Phys.org: How the bicycle got its spokes

A recent news article on Phys.org tries to present some of the history of the technical development of bicycles. It goes off the rails, however, when it touches on balance:

Then comes the phenomenally complicated bit: not falling off. “Only a few people really understand how balancing a bicycle works,” says Philip Garsed, a PhD student in electronic engineering whose passion for bicycles developed into his recent talk at the Cambridge Science Festival, titled How the Bicycle Got Its Spokes. “There are lots of effects interacting with each other. One of the most interesting is the gyroscopic effect. If you have a wheel spinning around an axle and then try to tilt the axle from side to side, you get this weird effect that makes it resist that change. On a bike, that tends to keep you upright and for quite a long time it was thought that this was the reason why a bike can be balanced. It was then proved that it was not actually necessary – someone stuck a flywheel that rotated in the opposite direction on to the wheel and eliminated the effect, but the bike was still rideable. I have a book that explains the details of bicycle balance. It’s hundreds of pages thick and it helps to have a physics or engineering degree to get your head around it.”
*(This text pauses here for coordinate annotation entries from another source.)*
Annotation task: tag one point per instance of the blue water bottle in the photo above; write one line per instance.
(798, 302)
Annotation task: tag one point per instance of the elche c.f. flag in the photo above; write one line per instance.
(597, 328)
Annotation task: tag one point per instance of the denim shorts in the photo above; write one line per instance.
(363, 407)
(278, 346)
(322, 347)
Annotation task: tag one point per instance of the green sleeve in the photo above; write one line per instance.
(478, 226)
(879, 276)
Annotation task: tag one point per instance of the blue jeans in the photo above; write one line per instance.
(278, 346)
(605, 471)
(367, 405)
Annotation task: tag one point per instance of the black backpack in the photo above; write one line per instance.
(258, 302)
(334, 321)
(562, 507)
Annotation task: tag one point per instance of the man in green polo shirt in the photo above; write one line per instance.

1. It is not phenomenally complicated: bikes balance by being steered in the direction they are leaning.

2. Anyone who has read the second paragraph of the Wikipedia article knows this.

3. Spinning bicycle wheels do not resist change, they merely change in a way unlike non-spinning bicycle wheels. They cannot keep a bicycle upright unless at least one of them is allowed to steer.

It would seem that if you thought something was phenomenally complicated, you would avoid speaking publicly about it, or at least check with someone who does understand the topic before you do.

I posted a comment at the bottom of the article and emailed Philip Garsed at the University of Cambridge, but have received no reply.